Jetzt noch einmal zu der Baukultur und der Rolle der Landesregierung dabei. Sie waren noch 2002 der Meinung, dass das Land eine Vorreiterrolle bei der Förderung der Baukultur einnehmen muss. Deswegen sind wir der Ansicht, die Landesregierung sollte eine initiierende Haltung einnehmen, und sie sollte eine Kampagne zur Förderung der Baukultur anstoßen. Wenn sich eine Landesregierung dazu außerstande sieht, dann ist das ein absolutes Armutszeugnis. Man braucht doch erst einmal kein Geld dafür! Wenn sich ein Unternehmen mit einem Jahresetat von 20 Milliarden Euro - und ein solches ist das Land - nicht in der Lage
sieht, gemeinsam mit Bausparkassen, Kammern, Handwerk, Kommunen, Schulen, Hochschulen und der in weiten Teilen interessierten Öffentlichkeit eine Kampagne zu führen, dann kann man das nur als absoluten Offenbarungseid bezeichnen.
Wir verlangen nicht mehr und nicht weniger, als dass die Landesregierung ihr Wort hält. Wir wollen ihr dabei gern den Rücken stärken. Wir sollten nicht unterschätzen, wie wichtig eine einmütige Landtagsentschließung zu diesem Thema sein kann. Dazu zu kommen und eine Breitenwirkung zu entfalten - das sollten wir anstreben und die Anstrengungen dann mit Leben erfüllen. Der vorliegende Antrag kann dafür eine Grundlage bilden. Er ist allerdings verbesserungsfähig und auch verbesserungswürdig.
Ich hoffe auf eine gründliche und positive Beratung im federführenden Ausschuss. Es werden allerdings auch die Belange des Ausschusses für Wissenschaft und Kultur, für Inneres, für den ländlichen Raum und für Kultus betroffen, die für die Frage ebenfalls ihre Zeit opfern sollten. - Schönen Dank.
Wir kommen zur Ausschussüberweisung.
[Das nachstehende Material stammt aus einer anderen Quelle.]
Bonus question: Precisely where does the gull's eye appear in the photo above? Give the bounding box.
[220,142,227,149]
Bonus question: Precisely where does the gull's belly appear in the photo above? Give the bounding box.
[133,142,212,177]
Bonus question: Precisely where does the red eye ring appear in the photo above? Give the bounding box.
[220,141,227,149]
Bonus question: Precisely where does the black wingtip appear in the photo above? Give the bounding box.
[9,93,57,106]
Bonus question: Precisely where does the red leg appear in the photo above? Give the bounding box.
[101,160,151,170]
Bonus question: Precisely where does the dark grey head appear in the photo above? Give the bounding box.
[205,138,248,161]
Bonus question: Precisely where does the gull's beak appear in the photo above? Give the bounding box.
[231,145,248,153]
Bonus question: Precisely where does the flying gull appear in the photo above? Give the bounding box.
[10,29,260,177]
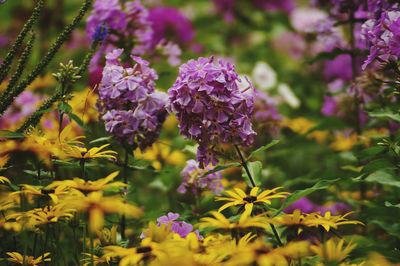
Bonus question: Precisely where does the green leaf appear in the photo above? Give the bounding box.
[364,170,400,188]
[0,130,25,139]
[368,110,400,122]
[385,201,400,208]
[361,158,395,174]
[242,161,262,186]
[275,178,341,215]
[247,139,280,160]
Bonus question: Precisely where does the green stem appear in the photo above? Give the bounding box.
[234,145,256,187]
[0,0,44,83]
[0,0,92,115]
[120,149,129,239]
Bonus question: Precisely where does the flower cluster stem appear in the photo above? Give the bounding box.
[235,145,256,187]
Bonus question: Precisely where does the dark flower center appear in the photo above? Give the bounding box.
[243,196,257,203]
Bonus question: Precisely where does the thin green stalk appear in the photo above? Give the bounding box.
[4,32,35,95]
[0,0,92,115]
[0,0,45,83]
[90,235,94,266]
[17,87,63,133]
[235,145,283,246]
[235,145,256,187]
[121,149,129,239]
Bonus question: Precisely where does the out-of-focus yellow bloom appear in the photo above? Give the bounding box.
[96,225,118,246]
[28,73,56,91]
[6,252,51,266]
[163,114,178,131]
[66,144,117,160]
[64,191,143,233]
[359,128,390,147]
[82,253,111,266]
[304,212,364,232]
[69,88,99,123]
[10,184,69,203]
[216,187,289,213]
[104,246,145,266]
[198,208,273,230]
[47,171,127,193]
[310,238,357,265]
[134,142,186,170]
[330,132,358,151]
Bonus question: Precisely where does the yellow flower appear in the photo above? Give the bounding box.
[69,88,99,123]
[96,225,118,246]
[330,132,358,151]
[6,252,51,266]
[304,212,364,232]
[0,176,11,184]
[198,209,272,230]
[63,191,143,232]
[310,238,357,263]
[134,142,186,170]
[47,171,127,193]
[216,187,289,213]
[24,205,74,226]
[66,144,117,160]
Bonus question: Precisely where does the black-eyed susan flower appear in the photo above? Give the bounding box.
[66,144,117,160]
[47,171,127,193]
[304,211,364,232]
[216,187,289,213]
[198,208,273,230]
[310,238,357,265]
[67,191,143,233]
[6,252,51,266]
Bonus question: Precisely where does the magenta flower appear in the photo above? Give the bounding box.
[168,57,256,168]
[178,160,223,195]
[86,0,153,72]
[157,212,202,239]
[98,49,167,149]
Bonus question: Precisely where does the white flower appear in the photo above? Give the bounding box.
[278,83,300,109]
[252,62,277,90]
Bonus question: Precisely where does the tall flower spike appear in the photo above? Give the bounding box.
[168,57,256,168]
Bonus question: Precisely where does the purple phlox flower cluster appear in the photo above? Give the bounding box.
[213,0,295,23]
[253,90,283,137]
[86,0,153,68]
[0,91,42,129]
[284,197,351,215]
[157,212,203,239]
[178,160,223,195]
[252,0,295,12]
[362,4,400,69]
[98,49,167,150]
[168,57,256,167]
[149,7,194,66]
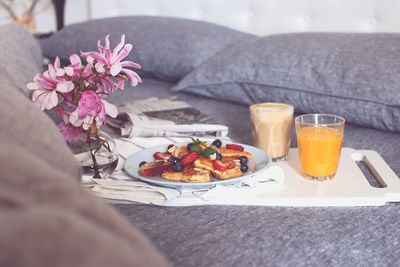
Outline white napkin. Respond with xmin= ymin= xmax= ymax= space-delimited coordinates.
xmin=90 ymin=179 xmax=180 ymax=205
xmin=85 ymin=165 xmax=285 ymax=206
xmin=197 ymin=168 xmax=285 ymax=205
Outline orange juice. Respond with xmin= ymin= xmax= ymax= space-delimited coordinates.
xmin=297 ymin=126 xmax=343 ymax=177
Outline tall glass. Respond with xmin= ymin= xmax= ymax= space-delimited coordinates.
xmin=250 ymin=103 xmax=294 ymax=161
xmin=295 ymin=114 xmax=345 ymax=181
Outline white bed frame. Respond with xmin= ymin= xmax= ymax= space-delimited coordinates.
xmin=61 ymin=0 xmax=400 ymax=35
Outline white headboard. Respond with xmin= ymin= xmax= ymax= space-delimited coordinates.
xmin=61 ymin=0 xmax=400 ymax=35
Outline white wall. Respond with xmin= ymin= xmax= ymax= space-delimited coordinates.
xmin=0 ymin=0 xmax=400 ymax=35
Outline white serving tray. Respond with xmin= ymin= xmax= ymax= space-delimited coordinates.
xmin=265 ymin=148 xmax=400 ymax=206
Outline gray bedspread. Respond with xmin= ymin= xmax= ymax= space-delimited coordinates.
xmin=109 ymin=80 xmax=400 ymax=266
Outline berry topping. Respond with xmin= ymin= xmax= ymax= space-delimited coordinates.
xmin=169 ymin=157 xmax=181 ymax=164
xmin=213 ymin=160 xmax=236 ymax=172
xmin=240 ymin=164 xmax=249 ymax=172
xmin=181 ymin=151 xmax=199 ymax=165
xmin=212 ymin=139 xmax=222 ymax=148
xmin=139 ymin=161 xmax=146 ymax=167
xmin=172 ymin=163 xmax=183 ymax=172
xmin=239 ymin=156 xmax=249 ymax=165
xmin=153 ymin=152 xmax=172 ymax=160
xmin=140 ymin=161 xmax=171 ymax=177
xmin=186 ymin=143 xmax=194 ymax=150
xmin=226 ymin=144 xmax=244 ymax=151
xmin=203 ymin=147 xmax=217 ymax=159
xmin=167 ymin=144 xmax=176 ymax=154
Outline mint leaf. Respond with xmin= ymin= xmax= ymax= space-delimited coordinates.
xmin=203 ymin=147 xmax=217 ymax=158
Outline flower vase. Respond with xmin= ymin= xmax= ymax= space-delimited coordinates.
xmin=70 ymin=131 xmax=118 ymax=178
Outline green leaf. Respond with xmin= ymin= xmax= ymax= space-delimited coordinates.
xmin=203 ymin=147 xmax=217 ymax=158
xmin=190 ymin=137 xmax=204 ymax=144
xmin=190 ymin=145 xmax=203 ymax=154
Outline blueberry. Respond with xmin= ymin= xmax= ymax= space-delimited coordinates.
xmin=139 ymin=161 xmax=146 ymax=167
xmin=169 ymin=157 xmax=181 ymax=164
xmin=239 ymin=156 xmax=249 ymax=165
xmin=212 ymin=139 xmax=222 ymax=148
xmin=240 ymin=164 xmax=249 ymax=172
xmin=186 ymin=143 xmax=194 ymax=151
xmin=172 ymin=163 xmax=183 ymax=172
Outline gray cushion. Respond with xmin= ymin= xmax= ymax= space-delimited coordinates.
xmin=0 ymin=24 xmax=43 ymax=95
xmin=0 ymin=140 xmax=169 ymax=267
xmin=41 ymin=16 xmax=251 ymax=81
xmin=173 ymin=33 xmax=400 ymax=131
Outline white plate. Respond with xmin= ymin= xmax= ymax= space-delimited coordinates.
xmin=124 ymin=144 xmax=270 ymax=190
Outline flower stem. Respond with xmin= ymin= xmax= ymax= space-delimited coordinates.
xmin=87 ymin=132 xmax=101 ymax=178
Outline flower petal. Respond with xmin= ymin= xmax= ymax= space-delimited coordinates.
xmin=110 ymin=62 xmax=122 ymax=76
xmin=64 ymin=67 xmax=74 ymax=77
xmin=69 ymin=54 xmax=82 ymax=67
xmin=94 ymin=63 xmax=105 ymax=73
xmin=121 ymin=69 xmax=142 ymax=86
xmin=56 ymin=81 xmax=74 ymax=93
xmin=121 ymin=61 xmax=142 ymax=69
xmin=113 ymin=34 xmax=125 ymax=55
xmin=26 ymin=82 xmax=40 ymax=90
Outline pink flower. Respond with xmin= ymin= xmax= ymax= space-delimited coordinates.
xmin=58 ymin=123 xmax=86 ymax=143
xmin=27 ymin=57 xmax=74 ymax=110
xmin=69 ymin=90 xmax=118 ymax=130
xmin=81 ymin=34 xmax=142 ymax=89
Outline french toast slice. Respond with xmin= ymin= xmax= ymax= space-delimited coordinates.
xmin=172 ymin=146 xmax=189 ymax=158
xmin=193 ymin=156 xmax=214 ymax=172
xmin=161 ymin=166 xmax=211 ymax=183
xmin=218 ymin=147 xmax=253 ymax=159
xmin=212 ymin=166 xmax=243 ymax=180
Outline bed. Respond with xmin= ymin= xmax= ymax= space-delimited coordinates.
xmin=2 ymin=0 xmax=400 ymax=266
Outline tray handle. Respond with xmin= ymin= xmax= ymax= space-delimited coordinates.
xmin=351 ymin=150 xmax=400 ymax=202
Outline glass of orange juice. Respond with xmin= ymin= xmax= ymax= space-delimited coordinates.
xmin=294 ymin=114 xmax=345 ymax=181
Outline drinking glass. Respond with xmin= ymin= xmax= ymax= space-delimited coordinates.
xmin=295 ymin=114 xmax=345 ymax=181
xmin=250 ymin=103 xmax=294 ymax=161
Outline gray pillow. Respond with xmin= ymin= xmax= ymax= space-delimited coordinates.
xmin=0 ymin=23 xmax=43 ymax=95
xmin=173 ymin=33 xmax=400 ymax=132
xmin=41 ymin=16 xmax=252 ymax=81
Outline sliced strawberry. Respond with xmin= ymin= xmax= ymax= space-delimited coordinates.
xmin=226 ymin=144 xmax=244 ymax=151
xmin=153 ymin=152 xmax=172 ymax=161
xmin=213 ymin=160 xmax=236 ymax=172
xmin=167 ymin=144 xmax=177 ymax=154
xmin=181 ymin=152 xmax=199 ymax=165
xmin=139 ymin=162 xmax=172 ymax=177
Federführend soll sich der Ausschuss für Soziales, Frauen, Familie und Gesundheit mit dem Antrag beschäftigen, mitberatend der Ausschuss für Wissenschaft und Kultur, der Ausschuss für Haushalt und Finanzen und der Ausschuss für Inneres und Sport. - Ich weiß nicht, ob das eben ein Antrag war, auch den Ausschuss für den ländlichen Raum mit der Mitberatung zu beauftragen.
- Es soll also auch der Ausschuss für den ländlichen Raum, Ernährung, Landwirtschaft und Verbraucherschutz mitberatend tätig werden. Wer so beschließen möchte, den bitte ich um das Handzeichen. - Das ist dann so beschlossen.
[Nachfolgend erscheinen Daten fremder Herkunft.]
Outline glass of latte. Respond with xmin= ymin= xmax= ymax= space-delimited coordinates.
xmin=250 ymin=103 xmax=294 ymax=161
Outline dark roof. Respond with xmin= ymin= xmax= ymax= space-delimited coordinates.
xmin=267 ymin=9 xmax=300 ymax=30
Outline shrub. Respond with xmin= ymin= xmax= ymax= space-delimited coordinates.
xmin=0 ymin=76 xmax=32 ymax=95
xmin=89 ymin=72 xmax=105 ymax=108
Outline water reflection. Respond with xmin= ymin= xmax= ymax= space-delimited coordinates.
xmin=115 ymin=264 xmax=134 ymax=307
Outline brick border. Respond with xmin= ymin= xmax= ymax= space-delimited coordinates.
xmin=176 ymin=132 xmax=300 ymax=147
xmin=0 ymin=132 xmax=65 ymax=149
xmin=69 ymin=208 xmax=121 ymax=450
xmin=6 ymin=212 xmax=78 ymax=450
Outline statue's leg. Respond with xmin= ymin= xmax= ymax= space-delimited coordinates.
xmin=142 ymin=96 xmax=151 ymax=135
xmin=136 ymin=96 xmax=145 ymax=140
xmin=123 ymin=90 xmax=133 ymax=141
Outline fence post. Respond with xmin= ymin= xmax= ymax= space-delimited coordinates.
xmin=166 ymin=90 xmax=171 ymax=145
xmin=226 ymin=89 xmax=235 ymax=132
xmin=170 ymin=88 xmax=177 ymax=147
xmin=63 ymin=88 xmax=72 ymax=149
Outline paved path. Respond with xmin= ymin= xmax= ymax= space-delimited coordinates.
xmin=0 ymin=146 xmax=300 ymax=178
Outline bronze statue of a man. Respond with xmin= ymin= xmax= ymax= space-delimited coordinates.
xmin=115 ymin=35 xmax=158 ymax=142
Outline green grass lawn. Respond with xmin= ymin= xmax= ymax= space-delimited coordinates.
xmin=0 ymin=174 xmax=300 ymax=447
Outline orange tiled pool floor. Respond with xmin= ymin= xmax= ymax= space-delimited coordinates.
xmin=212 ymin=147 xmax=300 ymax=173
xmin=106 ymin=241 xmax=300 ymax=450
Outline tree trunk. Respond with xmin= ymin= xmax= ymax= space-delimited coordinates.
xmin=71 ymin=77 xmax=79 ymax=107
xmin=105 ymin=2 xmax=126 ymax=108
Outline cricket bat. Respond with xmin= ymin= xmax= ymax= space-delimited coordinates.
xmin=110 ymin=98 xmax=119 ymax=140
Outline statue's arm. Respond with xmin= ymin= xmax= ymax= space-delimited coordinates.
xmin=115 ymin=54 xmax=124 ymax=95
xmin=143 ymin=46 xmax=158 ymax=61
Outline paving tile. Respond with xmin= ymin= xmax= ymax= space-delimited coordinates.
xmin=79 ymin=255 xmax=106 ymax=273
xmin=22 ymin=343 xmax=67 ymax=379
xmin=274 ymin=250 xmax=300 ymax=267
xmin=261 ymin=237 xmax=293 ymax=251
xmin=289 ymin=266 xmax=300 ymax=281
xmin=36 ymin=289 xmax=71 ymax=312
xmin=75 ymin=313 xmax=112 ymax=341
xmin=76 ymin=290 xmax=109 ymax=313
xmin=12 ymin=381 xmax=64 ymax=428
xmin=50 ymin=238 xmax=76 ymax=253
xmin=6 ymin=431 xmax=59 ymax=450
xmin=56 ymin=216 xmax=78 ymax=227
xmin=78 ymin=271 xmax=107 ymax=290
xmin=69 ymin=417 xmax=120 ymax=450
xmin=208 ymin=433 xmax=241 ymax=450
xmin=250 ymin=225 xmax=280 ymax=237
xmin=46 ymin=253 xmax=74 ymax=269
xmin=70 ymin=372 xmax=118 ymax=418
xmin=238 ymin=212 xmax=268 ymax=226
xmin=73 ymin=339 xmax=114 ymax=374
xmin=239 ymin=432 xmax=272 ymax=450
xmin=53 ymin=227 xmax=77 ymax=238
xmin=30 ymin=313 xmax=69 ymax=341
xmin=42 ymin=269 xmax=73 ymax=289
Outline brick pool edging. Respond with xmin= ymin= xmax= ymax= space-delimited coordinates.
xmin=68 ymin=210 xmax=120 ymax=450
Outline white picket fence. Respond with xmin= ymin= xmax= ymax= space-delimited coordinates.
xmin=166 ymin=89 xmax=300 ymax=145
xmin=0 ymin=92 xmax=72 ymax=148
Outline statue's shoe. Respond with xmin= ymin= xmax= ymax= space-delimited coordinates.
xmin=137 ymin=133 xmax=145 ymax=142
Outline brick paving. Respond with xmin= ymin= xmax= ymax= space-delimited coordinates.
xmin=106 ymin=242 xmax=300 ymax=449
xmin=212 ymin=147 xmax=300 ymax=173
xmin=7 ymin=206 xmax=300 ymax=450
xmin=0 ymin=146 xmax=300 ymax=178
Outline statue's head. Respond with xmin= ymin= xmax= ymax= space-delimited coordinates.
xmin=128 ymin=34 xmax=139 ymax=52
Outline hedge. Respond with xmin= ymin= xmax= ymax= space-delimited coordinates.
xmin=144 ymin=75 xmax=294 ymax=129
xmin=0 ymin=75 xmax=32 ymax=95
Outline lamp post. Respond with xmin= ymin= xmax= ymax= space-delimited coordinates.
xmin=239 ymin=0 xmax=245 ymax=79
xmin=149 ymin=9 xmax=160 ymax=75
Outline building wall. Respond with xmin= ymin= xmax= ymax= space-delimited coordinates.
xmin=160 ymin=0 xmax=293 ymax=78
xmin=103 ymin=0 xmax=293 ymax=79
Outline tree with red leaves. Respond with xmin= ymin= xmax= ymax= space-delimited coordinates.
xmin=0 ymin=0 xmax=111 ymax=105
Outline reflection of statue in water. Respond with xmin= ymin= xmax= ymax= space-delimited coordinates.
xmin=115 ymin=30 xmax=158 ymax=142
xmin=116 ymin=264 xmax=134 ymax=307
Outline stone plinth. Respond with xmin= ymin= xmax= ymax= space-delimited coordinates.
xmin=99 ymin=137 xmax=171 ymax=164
Tagesordnungspunkt 16: Besprechung: Herausforderung für Niedersachsens Hochschulen - steigende Schulabsolventenzahlen und „doppelter“ Abiturjahrgang 2011 - Große Anfrage der Fraktion Bündnis 90/Die Grünen - Drs. 15/1980 - Antwort der Landesregierung - Drs. 15/2163
Frau Präsidentin! Meine sehr geehrten Damen und Herren! Durch die Verkürzung der Schulzeit bis zum Abitur von neun auf acht Jahre wird es in Niedersachsen 2011 zwei Abiturjahrgänge geben. Die ohnehin kontinuierlich steigende Schulabsolventenzahl wird im Jahr 2011 regelrecht explodieren. Derzeit rechnet die Landesregierung mit 68 400 hochschulberechtigten Schulabgängern, statt 43 900 im Vorjahr. Alle diese Schülerinnen und Schüler wollen selbstverständlich eine Ausbildung, und viele von ihnen werden an eine Hochschule gehen wollen. Doch nach dem jetzigem Stand der Dinge werden sie eine herbe Enttäuschung erleben müssen; denn tausende von ihnen werden im ersten Jahr nach dem Schulabschluss auf der Strecke bleiben. Sie, Herr Minister Stratmann, erwecken den Eindruck, als bestehe überhaupt kein Handlungsbedarf, als ließe sich dieser sprunghafte Anstieg von Studienberechtigten problemlos bewältigen.
Meine Damen und Herren, müsste ich die Antwort der Landesregierung auf unsere Große Anfrage unter ein Motto stellen, dann würde ich sagen: „Nach uns die Sintflut“. Anders kann ich es nicht deuten, wenn die zentrale Botschaft auf unsere Anfrage lautet: Die Hochschulen haben Planungssicherheit bis 2010. „Die Niedersächsische Landesregierung wird im Übrigen rechtzeitig Vorkehrungen treffen, um den doppelten Abiturjahrgang bewältigen zu können.“ - Meine Damen und Herren, diese lapidare Antwort ist angesichts des bildungspolitischen Sprengstoffs, der sich hinter dieser Diskrepanz zwischen der sinkenden Zahl von Studienplätzen auf der einen Seite und der steigenden Anzahl der Studienberechtigten auf der anderen Seite verbirgt, an vorgetäuschter Arglosigkeit kaum noch zu überbieten.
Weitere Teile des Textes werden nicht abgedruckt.